Never knock on Death's door:
The Anti-Blog
Maybe cisco is just trying to force people to use IPv6. In this case it could be a good (or not so bad) thing....
Adaptive Security Algorithm or (ASA) is the marketing name for the stateful packet filtering that the Cisco PIX Firewall does. Nothing more, nothing less. Info at Cisco on ASA can be found here.
"Any sufficiently advanced technology is indistiguishable from magic." - Arthur C. Clarke
From the patent:
Issued/Filed Dates: Aug. 11, 1998 / Nov. 3, 1995
Alert Ted Koppel!
After the day-long error of the itolympics.org link, I place a bet of $10 that the IBM->Cisco won't be fixed before noon EST. Another $5 that it won't be fixed by 5PM!
As far as I can make out, the difference in the patent and the RFC seems to me to be that the patent specifies that the packets are filtered by a security algorithm, where the RFC states that it has no security algorithm.
The patent then, only applies to a version of NAT that uses an adaptive security algorithm.
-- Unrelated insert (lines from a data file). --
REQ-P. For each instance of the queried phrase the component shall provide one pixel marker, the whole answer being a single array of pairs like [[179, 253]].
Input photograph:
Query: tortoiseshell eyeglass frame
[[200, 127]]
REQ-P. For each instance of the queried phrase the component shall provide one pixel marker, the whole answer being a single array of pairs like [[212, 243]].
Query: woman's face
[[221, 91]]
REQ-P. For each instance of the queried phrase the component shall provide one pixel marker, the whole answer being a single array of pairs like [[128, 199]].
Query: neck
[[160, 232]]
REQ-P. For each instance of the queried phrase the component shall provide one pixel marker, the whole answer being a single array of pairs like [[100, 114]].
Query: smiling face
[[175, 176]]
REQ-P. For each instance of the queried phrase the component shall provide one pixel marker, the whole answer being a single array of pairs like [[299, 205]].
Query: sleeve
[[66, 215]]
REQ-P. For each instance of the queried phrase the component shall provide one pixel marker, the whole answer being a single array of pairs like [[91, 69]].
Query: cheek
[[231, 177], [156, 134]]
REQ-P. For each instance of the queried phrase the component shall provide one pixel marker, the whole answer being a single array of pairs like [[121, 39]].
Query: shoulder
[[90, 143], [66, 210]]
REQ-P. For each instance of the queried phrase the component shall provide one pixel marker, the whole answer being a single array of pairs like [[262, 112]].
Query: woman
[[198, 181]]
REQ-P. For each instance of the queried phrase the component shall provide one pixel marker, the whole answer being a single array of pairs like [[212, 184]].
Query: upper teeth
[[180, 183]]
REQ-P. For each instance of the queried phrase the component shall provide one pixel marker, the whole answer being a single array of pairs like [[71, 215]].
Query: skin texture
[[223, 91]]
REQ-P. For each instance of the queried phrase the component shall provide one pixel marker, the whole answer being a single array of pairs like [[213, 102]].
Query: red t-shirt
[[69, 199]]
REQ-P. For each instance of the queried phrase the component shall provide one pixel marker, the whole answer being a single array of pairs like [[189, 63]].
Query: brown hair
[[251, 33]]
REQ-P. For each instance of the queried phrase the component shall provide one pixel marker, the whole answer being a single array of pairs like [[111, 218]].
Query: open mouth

Anything less than this would definately hit the prior art. And it's quite likely that even this will hit the prior art bin too.
From the Patent:
Packets arriving from the Internet are screened by an adaptive security algorithm
From the RFC:
Unfortunately, NAT reduces the number of options for providing security. With NAT, nothing that carries an IP address or information derived from an IP address (such as the TCP-header checksum) can be encrypted. While most application-level encryption should be ok, this prevents encryption of the TCP header.
...and it would appear that it extends NAT functionality in a (presumably) propietary way, adding security aspects and enabling transparency to DNS and ICMP packets. The embodiment also suggests that it's a way of doing it rather than the actual NAT process.
I would have paid to watch the Patent Officer's eyes glaze over as he read it though.